Serbia: Kostunica Remarks Frighten Bosnia
Yugoslav president may regret perceived attempt to appeal to Serbian nationalists.
Serbia: Kostunica Remarks Frighten Bosnia
Yugoslav president may regret perceived attempt to appeal to Serbian nationalists.
An apparent bid by federal president Vojislav Kostunica to curry favour with Serbian nationalists has rocked relations between Yugoslavia and Bosnia.
While Kostunica was visiting the border town of Mali Zvornik on September 14 as part of campaigning for Serbia's presidential elections, the Democratic Party of Serbia, DSS, leader described neighbouring Republika Srpska, RS, as "part of the family, temporarily separated from the Serbian motherland".
Haris Silajdzic, a Bosniak candidate for the Bosnian presidency, described the remarks as "one step away from declaration of war", claiming that "everything achieved in the process of normalisation" between the two neighbouring states had been destroyed as a result.
Kostunica - who later described his comments as having been "maliciously misinterpreted" - maintained he has no plan to reunite the RS with Serbia, saying that he had only been calling for the eventual reunion of all of the former Yugoslavia's Serbs within the framework of the European Union.
Belgrade officials hurried to convince Bosnia that the president's words did not herald a sea change in Yugoslav policy, stressing that they continued to support the Dayton agreement under which Bosnia was divided into the Muslim-Croat Federation and the Serb RS.
The day after the incident, Yugoslav foreign minister Goran Svilanovic expressed regret over the remarks, blaming them on the heated election atmosphere in both Yugoslavia and Bosnia. "Belgrade is fully behind Dayton and does not want to divide Bosnia in any way, nor damage relations between our two countries," he said.
It would now appear that Kostunica was simply playing the nationalist card in the run-up to the September 29 presidential ballot in Serbia.
But whatever his intention, it's not just relations with Bosnia that might have suffered.

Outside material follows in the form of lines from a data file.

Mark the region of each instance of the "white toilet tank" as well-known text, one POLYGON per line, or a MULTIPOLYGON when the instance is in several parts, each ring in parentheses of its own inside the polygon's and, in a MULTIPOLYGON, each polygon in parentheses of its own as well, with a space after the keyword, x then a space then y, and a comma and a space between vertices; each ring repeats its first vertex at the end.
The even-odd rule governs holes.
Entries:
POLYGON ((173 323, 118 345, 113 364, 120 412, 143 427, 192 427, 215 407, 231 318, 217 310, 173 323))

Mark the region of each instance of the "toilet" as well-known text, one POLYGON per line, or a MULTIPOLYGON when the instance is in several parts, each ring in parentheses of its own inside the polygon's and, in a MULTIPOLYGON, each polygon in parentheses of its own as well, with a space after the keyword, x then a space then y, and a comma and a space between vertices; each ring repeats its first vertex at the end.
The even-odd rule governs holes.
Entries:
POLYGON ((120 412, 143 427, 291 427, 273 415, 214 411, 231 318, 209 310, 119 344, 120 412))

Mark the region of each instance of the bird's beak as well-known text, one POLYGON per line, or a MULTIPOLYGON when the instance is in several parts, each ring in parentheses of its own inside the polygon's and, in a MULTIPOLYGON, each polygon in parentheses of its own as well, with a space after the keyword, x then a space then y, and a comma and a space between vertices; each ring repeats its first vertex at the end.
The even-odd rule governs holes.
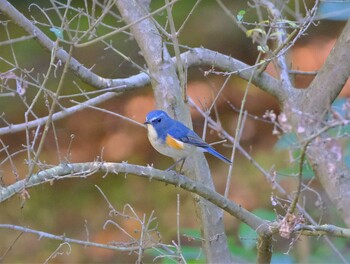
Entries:
POLYGON ((145 124, 145 125, 149 125, 149 124, 151 124, 151 123, 150 123, 149 121, 146 120, 146 121, 144 122, 144 124, 145 124))

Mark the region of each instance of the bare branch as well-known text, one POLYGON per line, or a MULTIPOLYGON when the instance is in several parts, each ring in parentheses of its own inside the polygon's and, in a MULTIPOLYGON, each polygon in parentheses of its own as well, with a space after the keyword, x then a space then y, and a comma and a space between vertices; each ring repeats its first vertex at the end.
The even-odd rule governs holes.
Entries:
POLYGON ((85 241, 85 240, 69 238, 69 237, 66 237, 65 235, 57 236, 57 235, 53 235, 53 234, 50 234, 47 232, 38 231, 38 230, 34 230, 31 228, 18 226, 18 225, 0 224, 0 228, 17 230, 17 231, 24 232, 24 233, 38 235, 39 238, 44 237, 44 238, 48 238, 51 240, 58 240, 61 242, 73 243, 73 244, 83 245, 83 246, 87 246, 87 247, 99 247, 99 248, 105 248, 105 249, 112 249, 112 250, 116 250, 116 251, 133 251, 133 250, 138 250, 138 248, 139 248, 138 246, 136 246, 136 247, 122 247, 122 246, 113 246, 113 245, 108 245, 108 244, 95 243, 95 242, 90 242, 90 241, 85 241))
MULTIPOLYGON (((52 183, 56 180, 63 180, 69 178, 86 178, 95 173, 110 173, 115 175, 137 175, 140 177, 146 177, 150 180, 157 180, 161 182, 165 182, 175 187, 182 188, 189 192, 196 193, 201 197, 207 199, 212 202, 216 206, 222 208, 232 216, 238 218, 243 221, 247 225, 249 225, 252 229, 254 229, 259 235, 268 238, 270 235, 277 233, 279 230, 279 223, 277 222, 269 222, 261 219, 258 216, 250 213, 242 206, 236 204, 234 201, 231 201, 221 194, 211 190, 210 188, 204 186, 201 183, 193 181, 186 176, 180 175, 174 171, 162 171, 155 169, 153 167, 143 167, 137 165, 131 165, 127 163, 110 163, 110 162, 87 162, 87 163, 70 163, 70 164, 61 164, 59 166, 40 171, 37 174, 33 174, 32 177, 26 182, 25 180, 17 181, 7 187, 3 187, 0 189, 0 202, 4 202, 9 199, 11 196, 16 193, 20 193, 24 188, 31 188, 36 185, 44 184, 44 183, 52 183)), ((123 176, 124 177, 124 176, 123 176)), ((12 225, 0 225, 0 228, 11 228, 12 225)), ((16 228, 14 228, 16 229, 16 228)), ((342 236, 349 237, 350 230, 345 228, 336 227, 333 225, 323 225, 323 226, 311 226, 311 225, 297 225, 295 227, 294 232, 299 232, 301 230, 318 230, 322 231, 319 235, 334 235, 334 236, 342 236)), ((24 231, 24 230, 22 230, 24 231)), ((29 229, 26 232, 31 232, 29 229)), ((35 231, 32 233, 36 233, 40 235, 39 231, 35 231)), ((307 233, 307 232, 306 232, 307 233)), ((310 235, 315 235, 316 233, 310 233, 310 235)), ((47 235, 45 235, 47 237, 47 235)), ((57 238, 61 241, 64 240, 64 237, 57 238)), ((78 242, 78 244, 81 244, 78 242)), ((93 245, 93 244, 91 244, 93 245)), ((112 248, 115 249, 115 248, 112 248)), ((130 250, 129 249, 120 249, 117 250, 130 250)))
POLYGON ((120 175, 121 173, 127 175, 137 175, 180 187, 184 190, 202 196, 218 207, 224 209, 229 214, 232 214, 238 219, 242 220, 258 233, 271 233, 271 230, 266 226, 267 222, 265 220, 255 216, 233 201, 226 199, 219 193, 204 186, 204 184, 191 180, 188 177, 180 175, 174 171, 162 171, 150 166, 143 167, 127 163, 87 162, 61 164, 59 166, 40 171, 37 174, 33 174, 28 181, 20 180, 7 187, 1 188, 0 203, 9 199, 13 195, 20 193, 24 189, 36 185, 67 178, 86 178, 97 172, 112 173, 115 175, 120 175))
MULTIPOLYGON (((244 80, 249 80, 254 71, 254 67, 251 67, 239 60, 236 60, 230 56, 223 55, 221 53, 208 50, 205 48, 194 48, 181 55, 183 61, 188 66, 208 65, 228 71, 227 74, 236 74, 244 80)), ((288 98, 291 92, 284 89, 281 82, 267 73, 261 75, 253 75, 252 83, 263 91, 273 95, 281 103, 288 98)))
POLYGON ((300 232, 302 235, 306 235, 306 236, 329 235, 334 237, 350 238, 350 229, 341 228, 334 225, 314 226, 314 225, 299 224, 295 226, 293 231, 300 232))

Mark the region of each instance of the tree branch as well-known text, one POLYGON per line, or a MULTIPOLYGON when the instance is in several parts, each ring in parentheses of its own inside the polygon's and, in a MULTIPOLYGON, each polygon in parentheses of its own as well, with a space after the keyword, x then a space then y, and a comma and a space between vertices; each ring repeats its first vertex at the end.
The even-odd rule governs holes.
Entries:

Some of Belgrade's international trading partners and aid donors - who hold the key to Serbia's economic revival - are also thought to have taken offence.
Kostunica's main rival in the presidency contest is Miroljub Labus, a reformist supported by the ruling Democratic Opposition of Serbia, DOS.
That leaves Kostunica with the support of the large percentage of nationalists, especially tens of thousands of Bosnian Serb and Croatian Serb refugees who obtained voting rights in Yugoslavia. In the event of a second round, it is possible he will also garner the votes of the ultra-nationalist Serbian Radical Party leader, Vojislav Seselj.
Despite the chorus of general disapproval, there is little doubt that Kostunica's intemperate remarks in Mali Zvornik achieved exactly what was intended - it won him the sympathies of many nationalists in what may be a close-run poll.
This is not the first time the Yugoslav president has raised international eyebrows on the subject of RS.
Kostunica supported the Bosnian Serbs armed struggle and their goal of creating a Serbian state. His DSS forged close links with the dominant Serbian Democratic Party, SDS, of Radovan Karadzic - indicted by The Hague for war crimes.
The fall of Milosevic in October 2000 led to a thaw in relations between Belgrade and Sarajevo. Yugoslavia and Bosnia established diplomatic ties that December and ambassadors were exchanged a year later.
Kostunica was a little slow to adjust to the new realities. He caused a diplomatic incident at the start of his presidential term by attending the funeral of a Serb nationalist poet, Jovan Ducic, in the RS heartland of Trebinje.
He soon changed his course, though. On his first official visit to Sarajevo in January 2001, he said Belgrade was fully behind the Dayton agreement.
However, the ties between Kostunica's and Karadzic's parties were not severed. On July 30, 2001, DSS and SDS signed an agreement on cooperation committing the two parties to "full cultural, economic and spiritual unity between the Serbian people" - although they stressed that this could only be achieved through Dayton.
Belgrade and Sarajevo signed two further agreements over the course of the year, on cooperation between their foreign ministries and the establishment of an interstate council. A free trade agreement came into effect this year.
Under the pressure of the international community, Belgrade also severed military ties between the Yugoslav army, VJ, and the Republika Srpska army, VRS.
With encouragement from Belgrade, the RS complied with a request from Bosnia's constitutional court earlier this year for both entities to change their constitutions to guarantee equality for Bosniaks, Serbs and Croats.
However, in spite of this progress, relations between the two states have not been fully normalised. Belgrade has used every opportunity provided by Dayton itself to treat RS as a special entity within Bosnia. Yugoslav and RS citizens can travel freely between the two countries using only their ID cards, while citizens from the Federation need passports to enter Yugoslavia.
Belgrade maintains such issues need not disturb the continuing improvement in ties between the two countries. Relations are "constantly being improved, without spectacular breakthroughs," a Yugoslav foreign ministry source told IWPR. "This is an irreversible process."
Milanka Saponja-Hadzic is a freelance journalist based in Serbia.